ERIC BOEHLERT/Media Matters For America:
When former FreedomWorks chairman Dick Armey complained to Media Matters last week that the Tea Party group had wasted money when it paid Glenn Beck and Rush to say "nice things" about the organization on the air, Armey sounded a lot like a record label executive bemoaning the high cost of radio promotion.
Armey protested that in making the payments to the high-profile talkers, FreedomWorks was "spending too damn much" and "getting too little value out of it." The former House majority leader didn't know the details of Limbaugh's contract, but said Beck had been paid at least $1 million last year to help the organization fundraise, an effortinternal FreedomWorks documents reveal garnered the organization roughly $850,000 (not including some third party event ticket sales).
He wouldn't be the first chairman to second-guess dubious marketing or branding efforts. But in singling out the amorphous payments made to the radio shows, Armey raised questions about what the conservative group was doing showering the two programs with so much money in exchange for on-air flattery and on-air promotion.
That sounds an awful lot like payola.
It's true payola is most often associated with hit radio stations and the long-standing tradition of music industry middlemen known as indies funneling record company money to radio stations in exchange for on-air spins for new singles. But the fact is, the payola statute in America makes it a crime for radio stations to receive anything of value, like record company promotional payments, if they fail to disclose that relationship with listeners.
And what are some top-rated, right-wing radio shows now doing? They're receiving hefty payments from the likes of FreedomWorks and not always being fully transparent about getting paid to say those nice things.
In the music industry, the practice of paying off programmers and radio stations in exchange for airplay has been known as "pay-for-play." On right-wing talk radio, players seem to be practicing a deceptive game of pay-for-say.
In 2011, Politico detailed the huge payments groups like FreedomWorks and the Heritage Foundation were making to far-right radio shows, in exchange for the shows weaving the groups' initiatives into the daily program.
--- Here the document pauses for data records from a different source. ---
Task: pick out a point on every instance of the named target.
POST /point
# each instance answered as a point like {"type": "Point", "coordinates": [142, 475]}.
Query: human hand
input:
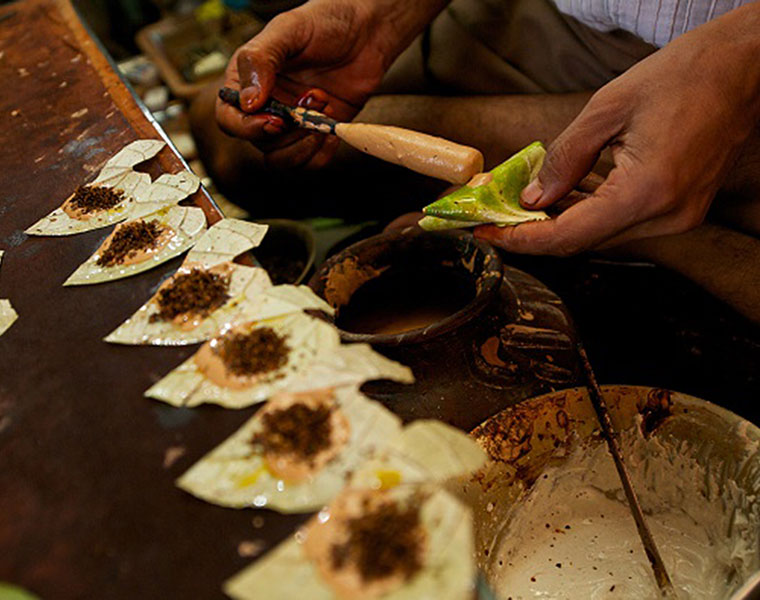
{"type": "Point", "coordinates": [675, 123]}
{"type": "Point", "coordinates": [327, 55]}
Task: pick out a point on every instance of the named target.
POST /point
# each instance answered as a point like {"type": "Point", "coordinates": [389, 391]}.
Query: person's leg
{"type": "Point", "coordinates": [448, 59]}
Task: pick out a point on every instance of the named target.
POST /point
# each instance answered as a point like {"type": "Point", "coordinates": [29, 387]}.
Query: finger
{"type": "Point", "coordinates": [296, 155]}
{"type": "Point", "coordinates": [587, 224]}
{"type": "Point", "coordinates": [259, 60]}
{"type": "Point", "coordinates": [572, 155]}
{"type": "Point", "coordinates": [239, 124]}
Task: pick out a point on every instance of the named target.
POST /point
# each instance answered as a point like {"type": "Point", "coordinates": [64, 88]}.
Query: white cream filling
{"type": "Point", "coordinates": [574, 537]}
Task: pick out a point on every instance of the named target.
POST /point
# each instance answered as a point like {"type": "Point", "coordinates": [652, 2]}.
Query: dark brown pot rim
{"type": "Point", "coordinates": [488, 283]}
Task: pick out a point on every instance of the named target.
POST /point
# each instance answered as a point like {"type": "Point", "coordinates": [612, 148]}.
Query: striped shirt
{"type": "Point", "coordinates": [655, 21]}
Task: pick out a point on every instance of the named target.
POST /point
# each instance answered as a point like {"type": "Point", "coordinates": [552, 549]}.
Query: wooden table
{"type": "Point", "coordinates": [88, 506]}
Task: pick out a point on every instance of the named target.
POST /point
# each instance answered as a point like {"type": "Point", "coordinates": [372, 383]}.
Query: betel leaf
{"type": "Point", "coordinates": [140, 196]}
{"type": "Point", "coordinates": [495, 200]}
{"type": "Point", "coordinates": [316, 359]}
{"type": "Point", "coordinates": [236, 473]}
{"type": "Point", "coordinates": [184, 225]}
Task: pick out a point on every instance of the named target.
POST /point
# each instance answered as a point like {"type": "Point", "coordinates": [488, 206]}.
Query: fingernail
{"type": "Point", "coordinates": [532, 193]}
{"type": "Point", "coordinates": [248, 97]}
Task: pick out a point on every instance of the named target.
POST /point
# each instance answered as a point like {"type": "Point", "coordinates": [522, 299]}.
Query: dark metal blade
{"type": "Point", "coordinates": [610, 435]}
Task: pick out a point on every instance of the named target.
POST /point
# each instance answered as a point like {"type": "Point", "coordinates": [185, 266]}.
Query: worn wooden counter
{"type": "Point", "coordinates": [88, 507]}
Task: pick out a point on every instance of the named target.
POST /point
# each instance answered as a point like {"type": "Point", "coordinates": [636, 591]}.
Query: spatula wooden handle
{"type": "Point", "coordinates": [417, 151]}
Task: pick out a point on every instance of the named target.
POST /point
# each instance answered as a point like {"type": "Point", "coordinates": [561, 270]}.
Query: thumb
{"type": "Point", "coordinates": [568, 160]}
{"type": "Point", "coordinates": [260, 59]}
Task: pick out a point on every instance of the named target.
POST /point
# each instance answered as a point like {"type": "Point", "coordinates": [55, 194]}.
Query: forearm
{"type": "Point", "coordinates": [736, 34]}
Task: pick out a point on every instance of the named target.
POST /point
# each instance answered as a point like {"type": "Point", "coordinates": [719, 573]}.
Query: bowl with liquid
{"type": "Point", "coordinates": [551, 518]}
{"type": "Point", "coordinates": [477, 334]}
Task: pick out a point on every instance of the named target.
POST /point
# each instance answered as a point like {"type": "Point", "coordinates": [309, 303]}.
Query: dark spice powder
{"type": "Point", "coordinates": [297, 429]}
{"type": "Point", "coordinates": [198, 291]}
{"type": "Point", "coordinates": [383, 542]}
{"type": "Point", "coordinates": [260, 351]}
{"type": "Point", "coordinates": [129, 239]}
{"type": "Point", "coordinates": [89, 198]}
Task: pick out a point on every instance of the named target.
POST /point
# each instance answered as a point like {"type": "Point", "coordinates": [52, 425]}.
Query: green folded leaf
{"type": "Point", "coordinates": [496, 200]}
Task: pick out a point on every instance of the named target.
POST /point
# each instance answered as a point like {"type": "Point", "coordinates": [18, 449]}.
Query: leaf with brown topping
{"type": "Point", "coordinates": [153, 239]}
{"type": "Point", "coordinates": [118, 193]}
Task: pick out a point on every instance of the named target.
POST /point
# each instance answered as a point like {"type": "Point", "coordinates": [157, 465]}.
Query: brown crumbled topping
{"type": "Point", "coordinates": [130, 239]}
{"type": "Point", "coordinates": [386, 541]}
{"type": "Point", "coordinates": [260, 351]}
{"type": "Point", "coordinates": [89, 198]}
{"type": "Point", "coordinates": [198, 291]}
{"type": "Point", "coordinates": [297, 429]}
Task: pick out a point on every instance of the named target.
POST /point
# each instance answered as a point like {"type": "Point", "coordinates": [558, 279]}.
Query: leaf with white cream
{"type": "Point", "coordinates": [250, 292]}
{"type": "Point", "coordinates": [140, 196]}
{"type": "Point", "coordinates": [424, 451]}
{"type": "Point", "coordinates": [315, 360]}
{"type": "Point", "coordinates": [225, 240]}
{"type": "Point", "coordinates": [447, 569]}
{"type": "Point", "coordinates": [237, 473]}
{"type": "Point", "coordinates": [183, 226]}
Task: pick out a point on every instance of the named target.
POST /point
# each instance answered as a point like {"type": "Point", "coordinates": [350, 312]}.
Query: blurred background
{"type": "Point", "coordinates": [169, 50]}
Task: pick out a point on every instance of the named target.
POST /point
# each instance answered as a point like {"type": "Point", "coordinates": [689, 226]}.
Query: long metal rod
{"type": "Point", "coordinates": [610, 435]}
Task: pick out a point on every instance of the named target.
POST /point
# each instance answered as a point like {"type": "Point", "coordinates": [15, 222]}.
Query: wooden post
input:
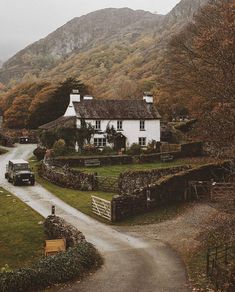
{"type": "Point", "coordinates": [208, 262]}
{"type": "Point", "coordinates": [53, 210]}
{"type": "Point", "coordinates": [226, 254]}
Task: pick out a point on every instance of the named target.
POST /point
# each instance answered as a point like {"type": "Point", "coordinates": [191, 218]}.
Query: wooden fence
{"type": "Point", "coordinates": [107, 183]}
{"type": "Point", "coordinates": [165, 147]}
{"type": "Point", "coordinates": [101, 207]}
{"type": "Point", "coordinates": [220, 260]}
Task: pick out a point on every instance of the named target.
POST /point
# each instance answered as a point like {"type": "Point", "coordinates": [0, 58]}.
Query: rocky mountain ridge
{"type": "Point", "coordinates": [85, 34]}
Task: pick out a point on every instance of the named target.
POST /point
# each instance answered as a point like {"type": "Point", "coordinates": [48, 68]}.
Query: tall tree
{"type": "Point", "coordinates": [201, 59]}
{"type": "Point", "coordinates": [200, 70]}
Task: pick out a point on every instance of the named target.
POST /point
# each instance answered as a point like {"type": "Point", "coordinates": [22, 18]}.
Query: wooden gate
{"type": "Point", "coordinates": [223, 196]}
{"type": "Point", "coordinates": [101, 207]}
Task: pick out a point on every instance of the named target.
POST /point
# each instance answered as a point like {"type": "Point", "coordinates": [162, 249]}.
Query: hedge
{"type": "Point", "coordinates": [81, 257]}
{"type": "Point", "coordinates": [60, 268]}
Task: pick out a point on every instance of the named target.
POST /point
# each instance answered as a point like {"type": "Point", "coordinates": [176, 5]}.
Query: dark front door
{"type": "Point", "coordinates": [120, 143]}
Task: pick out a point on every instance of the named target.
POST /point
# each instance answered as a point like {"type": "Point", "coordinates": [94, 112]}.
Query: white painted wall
{"type": "Point", "coordinates": [131, 129]}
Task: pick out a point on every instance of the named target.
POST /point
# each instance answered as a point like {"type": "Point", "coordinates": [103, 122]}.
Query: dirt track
{"type": "Point", "coordinates": [132, 264]}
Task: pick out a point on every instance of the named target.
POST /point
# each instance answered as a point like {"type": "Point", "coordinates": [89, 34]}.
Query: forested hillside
{"type": "Point", "coordinates": [118, 46]}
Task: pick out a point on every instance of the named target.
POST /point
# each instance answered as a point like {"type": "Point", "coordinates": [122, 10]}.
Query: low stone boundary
{"type": "Point", "coordinates": [56, 227]}
{"type": "Point", "coordinates": [68, 178]}
{"type": "Point", "coordinates": [131, 181]}
{"type": "Point", "coordinates": [167, 190]}
{"type": "Point", "coordinates": [104, 160]}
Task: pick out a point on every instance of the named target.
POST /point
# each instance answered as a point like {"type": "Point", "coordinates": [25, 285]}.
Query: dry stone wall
{"type": "Point", "coordinates": [56, 227]}
{"type": "Point", "coordinates": [165, 191]}
{"type": "Point", "coordinates": [68, 178]}
{"type": "Point", "coordinates": [131, 182]}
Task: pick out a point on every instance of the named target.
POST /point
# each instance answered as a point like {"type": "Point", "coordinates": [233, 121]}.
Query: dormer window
{"type": "Point", "coordinates": [119, 125]}
{"type": "Point", "coordinates": [97, 125]}
{"type": "Point", "coordinates": [142, 125]}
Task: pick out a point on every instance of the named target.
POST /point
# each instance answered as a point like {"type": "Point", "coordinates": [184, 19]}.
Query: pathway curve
{"type": "Point", "coordinates": [132, 264]}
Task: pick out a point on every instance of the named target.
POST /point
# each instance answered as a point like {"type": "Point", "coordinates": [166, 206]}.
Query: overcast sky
{"type": "Point", "coordinates": [25, 21]}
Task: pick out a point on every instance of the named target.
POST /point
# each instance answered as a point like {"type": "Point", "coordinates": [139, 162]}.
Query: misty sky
{"type": "Point", "coordinates": [25, 21]}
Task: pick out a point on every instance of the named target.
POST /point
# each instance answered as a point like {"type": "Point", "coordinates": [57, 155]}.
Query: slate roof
{"type": "Point", "coordinates": [116, 109]}
{"type": "Point", "coordinates": [62, 122]}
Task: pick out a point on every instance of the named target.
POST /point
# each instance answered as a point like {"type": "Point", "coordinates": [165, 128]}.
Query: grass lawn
{"type": "Point", "coordinates": [22, 238]}
{"type": "Point", "coordinates": [77, 199]}
{"type": "Point", "coordinates": [115, 170]}
{"type": "Point", "coordinates": [3, 151]}
{"type": "Point", "coordinates": [82, 201]}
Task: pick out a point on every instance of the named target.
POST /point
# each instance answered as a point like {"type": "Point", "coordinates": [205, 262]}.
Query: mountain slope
{"type": "Point", "coordinates": [113, 50]}
{"type": "Point", "coordinates": [77, 35]}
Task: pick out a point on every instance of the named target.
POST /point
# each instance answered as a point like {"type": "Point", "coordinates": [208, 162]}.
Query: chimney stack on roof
{"type": "Point", "coordinates": [148, 97]}
{"type": "Point", "coordinates": [74, 97]}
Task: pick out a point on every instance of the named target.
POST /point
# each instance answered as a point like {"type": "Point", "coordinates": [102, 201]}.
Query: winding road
{"type": "Point", "coordinates": [131, 264]}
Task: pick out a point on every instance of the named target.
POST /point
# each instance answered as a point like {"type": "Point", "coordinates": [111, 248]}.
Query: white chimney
{"type": "Point", "coordinates": [74, 97]}
{"type": "Point", "coordinates": [87, 97]}
{"type": "Point", "coordinates": [148, 97]}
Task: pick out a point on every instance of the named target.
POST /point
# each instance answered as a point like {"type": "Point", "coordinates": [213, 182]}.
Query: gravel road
{"type": "Point", "coordinates": [132, 264]}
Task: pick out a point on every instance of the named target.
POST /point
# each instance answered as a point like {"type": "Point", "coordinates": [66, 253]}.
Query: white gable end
{"type": "Point", "coordinates": [70, 111]}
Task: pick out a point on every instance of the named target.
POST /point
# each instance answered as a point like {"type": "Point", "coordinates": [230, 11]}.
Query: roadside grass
{"type": "Point", "coordinates": [3, 150]}
{"type": "Point", "coordinates": [22, 237]}
{"type": "Point", "coordinates": [78, 199]}
{"type": "Point", "coordinates": [82, 201]}
{"type": "Point", "coordinates": [115, 170]}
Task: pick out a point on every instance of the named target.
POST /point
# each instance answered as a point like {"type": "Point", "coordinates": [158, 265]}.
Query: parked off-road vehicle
{"type": "Point", "coordinates": [18, 172]}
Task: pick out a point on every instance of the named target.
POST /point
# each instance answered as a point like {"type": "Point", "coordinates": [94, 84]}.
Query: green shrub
{"type": "Point", "coordinates": [39, 153]}
{"type": "Point", "coordinates": [59, 147]}
{"type": "Point", "coordinates": [60, 268]}
{"type": "Point", "coordinates": [90, 149]}
{"type": "Point", "coordinates": [135, 149]}
{"type": "Point", "coordinates": [107, 150]}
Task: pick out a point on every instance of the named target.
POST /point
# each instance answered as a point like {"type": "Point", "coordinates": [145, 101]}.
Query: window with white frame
{"type": "Point", "coordinates": [97, 125]}
{"type": "Point", "coordinates": [100, 142]}
{"type": "Point", "coordinates": [142, 141]}
{"type": "Point", "coordinates": [119, 125]}
{"type": "Point", "coordinates": [142, 125]}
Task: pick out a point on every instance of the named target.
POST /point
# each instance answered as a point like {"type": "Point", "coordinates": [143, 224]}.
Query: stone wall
{"type": "Point", "coordinates": [192, 149]}
{"type": "Point", "coordinates": [167, 190]}
{"type": "Point", "coordinates": [56, 228]}
{"type": "Point", "coordinates": [68, 178]}
{"type": "Point", "coordinates": [104, 160]}
{"type": "Point", "coordinates": [131, 181]}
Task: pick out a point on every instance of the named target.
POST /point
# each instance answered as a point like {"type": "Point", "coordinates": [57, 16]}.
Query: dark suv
{"type": "Point", "coordinates": [18, 172]}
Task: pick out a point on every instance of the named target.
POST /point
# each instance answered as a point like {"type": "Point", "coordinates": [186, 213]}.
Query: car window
{"type": "Point", "coordinates": [21, 166]}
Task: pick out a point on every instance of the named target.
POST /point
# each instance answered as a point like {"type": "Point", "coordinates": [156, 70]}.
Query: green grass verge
{"type": "Point", "coordinates": [77, 199]}
{"type": "Point", "coordinates": [115, 170]}
{"type": "Point", "coordinates": [22, 238]}
{"type": "Point", "coordinates": [82, 201]}
{"type": "Point", "coordinates": [3, 151]}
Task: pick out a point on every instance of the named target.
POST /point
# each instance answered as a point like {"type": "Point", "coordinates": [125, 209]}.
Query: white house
{"type": "Point", "coordinates": [137, 121]}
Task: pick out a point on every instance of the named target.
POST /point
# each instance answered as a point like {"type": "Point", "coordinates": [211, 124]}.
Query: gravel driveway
{"type": "Point", "coordinates": [132, 264]}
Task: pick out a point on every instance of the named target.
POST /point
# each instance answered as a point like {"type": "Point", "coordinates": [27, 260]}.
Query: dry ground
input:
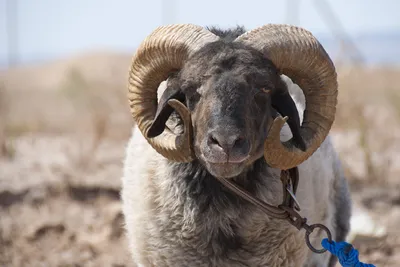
{"type": "Point", "coordinates": [63, 130]}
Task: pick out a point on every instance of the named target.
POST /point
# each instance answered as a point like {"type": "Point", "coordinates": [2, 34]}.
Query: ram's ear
{"type": "Point", "coordinates": [164, 110]}
{"type": "Point", "coordinates": [284, 104]}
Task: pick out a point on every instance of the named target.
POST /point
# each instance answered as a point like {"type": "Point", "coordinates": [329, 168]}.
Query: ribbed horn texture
{"type": "Point", "coordinates": [163, 51]}
{"type": "Point", "coordinates": [298, 55]}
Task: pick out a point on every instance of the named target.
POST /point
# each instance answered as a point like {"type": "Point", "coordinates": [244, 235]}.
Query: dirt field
{"type": "Point", "coordinates": [63, 130]}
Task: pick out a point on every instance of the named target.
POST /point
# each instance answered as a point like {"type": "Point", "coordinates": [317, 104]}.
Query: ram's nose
{"type": "Point", "coordinates": [235, 148]}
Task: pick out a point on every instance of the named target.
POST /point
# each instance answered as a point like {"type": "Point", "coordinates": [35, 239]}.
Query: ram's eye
{"type": "Point", "coordinates": [265, 90]}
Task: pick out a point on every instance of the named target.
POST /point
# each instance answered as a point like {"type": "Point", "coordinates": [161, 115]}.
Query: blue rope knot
{"type": "Point", "coordinates": [346, 254]}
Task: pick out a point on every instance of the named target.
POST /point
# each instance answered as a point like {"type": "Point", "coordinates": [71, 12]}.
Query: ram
{"type": "Point", "coordinates": [220, 116]}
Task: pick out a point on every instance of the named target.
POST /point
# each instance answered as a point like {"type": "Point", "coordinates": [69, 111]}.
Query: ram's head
{"type": "Point", "coordinates": [227, 95]}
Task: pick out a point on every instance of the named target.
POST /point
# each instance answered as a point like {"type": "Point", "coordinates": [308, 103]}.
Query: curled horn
{"type": "Point", "coordinates": [298, 54]}
{"type": "Point", "coordinates": [163, 51]}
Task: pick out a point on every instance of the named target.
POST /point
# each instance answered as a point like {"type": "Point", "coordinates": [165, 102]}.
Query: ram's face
{"type": "Point", "coordinates": [230, 107]}
{"type": "Point", "coordinates": [225, 92]}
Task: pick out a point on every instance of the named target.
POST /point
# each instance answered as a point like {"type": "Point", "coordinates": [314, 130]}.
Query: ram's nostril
{"type": "Point", "coordinates": [239, 141]}
{"type": "Point", "coordinates": [212, 140]}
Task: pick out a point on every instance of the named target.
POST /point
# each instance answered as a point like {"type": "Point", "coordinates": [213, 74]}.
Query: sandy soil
{"type": "Point", "coordinates": [62, 143]}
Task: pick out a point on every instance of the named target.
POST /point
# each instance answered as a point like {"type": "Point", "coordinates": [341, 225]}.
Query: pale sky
{"type": "Point", "coordinates": [49, 29]}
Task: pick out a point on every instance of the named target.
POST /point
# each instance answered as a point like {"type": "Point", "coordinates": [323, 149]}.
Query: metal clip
{"type": "Point", "coordinates": [290, 190]}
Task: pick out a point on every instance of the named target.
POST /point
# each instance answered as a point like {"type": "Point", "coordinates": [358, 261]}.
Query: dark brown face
{"type": "Point", "coordinates": [232, 94]}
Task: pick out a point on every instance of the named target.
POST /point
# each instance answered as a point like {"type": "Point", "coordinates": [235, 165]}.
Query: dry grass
{"type": "Point", "coordinates": [62, 135]}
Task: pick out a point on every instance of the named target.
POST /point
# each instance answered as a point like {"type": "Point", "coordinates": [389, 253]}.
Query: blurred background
{"type": "Point", "coordinates": [64, 117]}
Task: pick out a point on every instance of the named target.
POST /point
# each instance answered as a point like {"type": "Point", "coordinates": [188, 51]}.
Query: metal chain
{"type": "Point", "coordinates": [287, 210]}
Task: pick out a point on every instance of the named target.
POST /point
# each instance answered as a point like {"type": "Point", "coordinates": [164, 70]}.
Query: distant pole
{"type": "Point", "coordinates": [293, 12]}
{"type": "Point", "coordinates": [12, 31]}
{"type": "Point", "coordinates": [168, 11]}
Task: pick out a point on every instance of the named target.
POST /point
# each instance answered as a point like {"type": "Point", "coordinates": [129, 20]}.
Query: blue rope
{"type": "Point", "coordinates": [346, 254]}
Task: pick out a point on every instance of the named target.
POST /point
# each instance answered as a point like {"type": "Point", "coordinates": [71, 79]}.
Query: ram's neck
{"type": "Point", "coordinates": [203, 191]}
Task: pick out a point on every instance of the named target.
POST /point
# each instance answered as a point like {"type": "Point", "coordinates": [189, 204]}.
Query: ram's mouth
{"type": "Point", "coordinates": [225, 169]}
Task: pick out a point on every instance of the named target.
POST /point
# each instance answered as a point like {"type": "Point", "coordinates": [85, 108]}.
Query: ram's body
{"type": "Point", "coordinates": [177, 214]}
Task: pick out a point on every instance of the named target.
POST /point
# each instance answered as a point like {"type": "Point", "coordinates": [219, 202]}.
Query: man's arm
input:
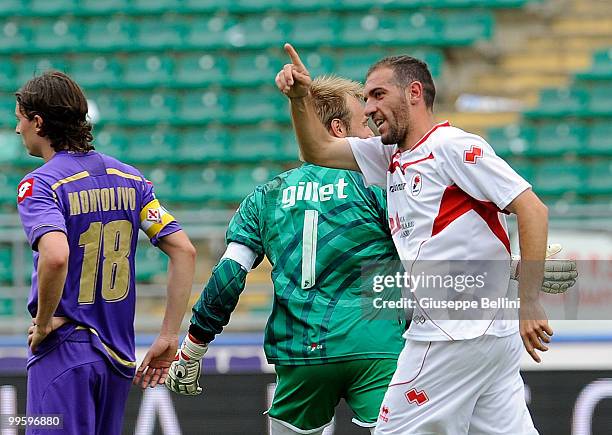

The relationships seemed to be built on deception [emphasis added]:
"I wish more of the grassroots knew the reality that this wasn't Rush or Sean or Beck saying these things out of the goodness of their hearts," said the leader of [conservative] one group who inquired about ads on various radio shows, but decided they were both too expensive and ethically suspect. "If the grassroots found out that these guys were getting paid seven figures a year to say this stuff, it might leave a bad taste in their mouth."
As writer David Frum stressed in the wake of the Politico article:
Understand: We are not talking about commercials, separated from the main flow of editorial content. Heritage work is embedded and inserted directly into the editorial flow of the Limbaugh program, as if selected without regard to the money paid....The endorsements often obscure the paid-for nature of the broadcaster's endorsement.
Again, that's akin to payola, of radio receiving promotional payments of value, payments that directly impact the programming, and not informing listeners.
I'm not suggesting anyone ought to be charged with payola, since nobody has been prosecuted for that crime in this country in decades. Even after major music companies admitted to payola infractions several years ago, the Federal Communication Commission, which has jurisdiction over the American airwaves, continued to show little interest in the issue.
Plus, even though the conservative leader quoted in the Politico piece suggested listeners didn't realize certain hosts were being paid "seven figures" to talk up right-wing sponsors, the hosts do provide minimal disclosures.
Yet the payola comparison remains an apt one I think, because it highlights what's essentially a con being played on conservative radio listeners by radio hosts and well-funded groups like FreedomWorks.
Just like hit music radio stations don't want to interrupt the flow of their programming to admit to listeners that they're play particular songs because record companies directly paid them a promotional fee, talk radio shows don't want to pull back the curtain and routinely admit they're on the take from deep-pocketed group.
The shows don't want to admit that there's a closed loop where Beck listeners, for instance, send donations to FreedomWorks, and FreedomWorks then writes a large check to Beck's show so it will help convince listeners to give more money to FreedomWorks, so it can write Beck's show another check.